I think what a client means by a neutral third party opinion is they want to speak with someone who won’t take sides. They want someone who will listen without passing judgement or casting blame. That all seems reasonable enough. Effective therapy requires genuine curiosity. It requires a therapist to consider that whatever a client reports has a history, a reason for being there.
For example, I am not neutral on issues of marriage and family. I am distinctly pro-marriage and pro-family, which means my inclination, whenever possible to be done safely and in an God-honoring way, is to support repentance and reconciliation. This is not dogma; it is to say that God’s word upholds the virtues of fidelity and family unity, and my work as a therapist aligns with these values. I can hold the belief that infidelity is wrong and simultaneously care about the offending spouse and the context in which their infidelity takes place. What preceded it, what does it mean, what have been the repercussions, and how might I support the client now? My bias toward confession and healing does not mean I condemn the spouse who cheats, but it does influence my approach to working with a couple dealing with betrayal. My perspective informs how I invite them to explore ideas with me.
In some cases, clarifying my bias toward reconciliation may increase trust. It honors my client’s autonomy by offering the opportunity to consider different ways of seeing. I don’t need to knock them over the head with my opinions. But I don’t need to pretend I have no opinions at all. I can acknowledge my personal bias while upholding my client’s right to decide for themselves what they think and if I’m the right person with whom to explore these deeply personal issues.
To be human is to have values.

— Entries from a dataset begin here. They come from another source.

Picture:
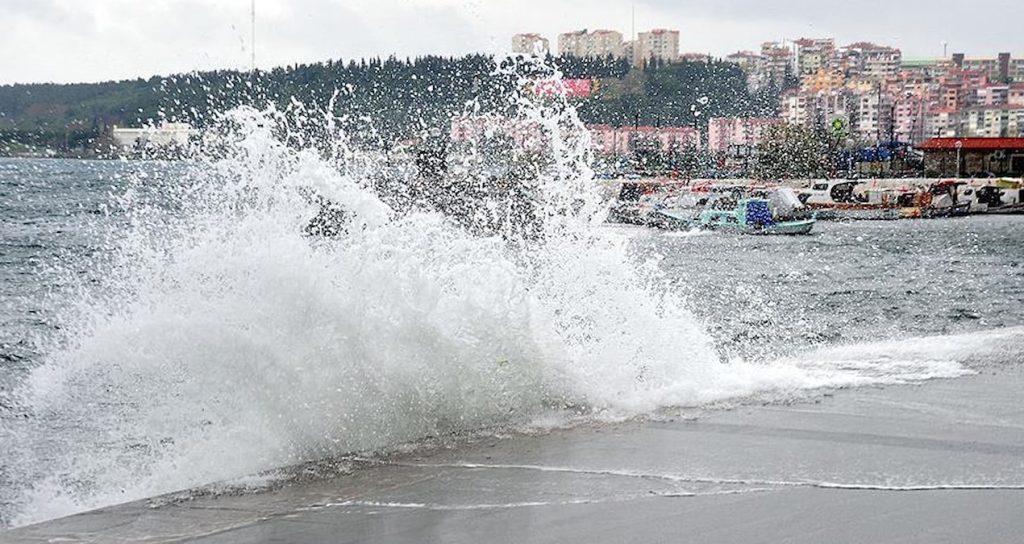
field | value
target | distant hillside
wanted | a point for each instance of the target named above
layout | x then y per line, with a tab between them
401	96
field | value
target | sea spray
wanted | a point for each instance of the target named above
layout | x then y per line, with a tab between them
224	340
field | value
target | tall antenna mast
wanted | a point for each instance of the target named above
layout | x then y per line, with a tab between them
252	29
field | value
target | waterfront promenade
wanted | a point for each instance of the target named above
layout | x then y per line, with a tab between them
939	462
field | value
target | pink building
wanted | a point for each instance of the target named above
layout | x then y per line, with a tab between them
524	133
725	132
624	140
1016	94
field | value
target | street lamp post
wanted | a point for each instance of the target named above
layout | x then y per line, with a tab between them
958	145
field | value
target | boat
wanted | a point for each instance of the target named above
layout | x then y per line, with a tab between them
851	200
780	213
998	197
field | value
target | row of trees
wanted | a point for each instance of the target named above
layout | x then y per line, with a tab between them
381	99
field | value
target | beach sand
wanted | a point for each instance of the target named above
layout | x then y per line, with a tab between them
937	462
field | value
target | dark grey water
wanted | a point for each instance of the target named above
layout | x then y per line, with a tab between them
760	296
264	327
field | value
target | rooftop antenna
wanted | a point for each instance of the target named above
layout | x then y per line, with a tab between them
252	11
633	23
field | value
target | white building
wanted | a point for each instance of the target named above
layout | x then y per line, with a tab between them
594	44
166	134
530	44
660	44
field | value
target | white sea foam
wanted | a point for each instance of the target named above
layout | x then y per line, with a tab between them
227	342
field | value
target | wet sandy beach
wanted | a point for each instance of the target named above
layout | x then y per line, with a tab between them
938	462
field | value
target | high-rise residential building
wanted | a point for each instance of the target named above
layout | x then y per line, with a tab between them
870	60
591	44
737	134
660	44
530	44
941	123
812	55
777	61
1001	69
822	80
1016	94
753	66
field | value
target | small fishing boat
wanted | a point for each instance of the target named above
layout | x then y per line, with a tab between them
750	216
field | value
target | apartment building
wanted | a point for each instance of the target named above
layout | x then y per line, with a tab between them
870	60
530	44
812	55
597	43
660	44
727	134
776	61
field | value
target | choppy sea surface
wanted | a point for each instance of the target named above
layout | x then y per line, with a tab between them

Even to espouse neutrality as a therapeutic virtue is a value statement. The suggestion that bias should be removed from therapy is itself a biased statement that favors one perspective over others and passively coerces agreement when it is spoken as a given. The question How do we remove bias from the therapy office? is the wrong question. Bias will never be removed from human interaction. A more useful question is How do we own our biases in the therapy office for the benefit of our clients? In other words, how do we protect our clients from our own opinions masked as professional insight and honor their autonomy to adopt their own values, make their own decisions, and elevate their own priorities? To labor to this end is an honorable task indeed.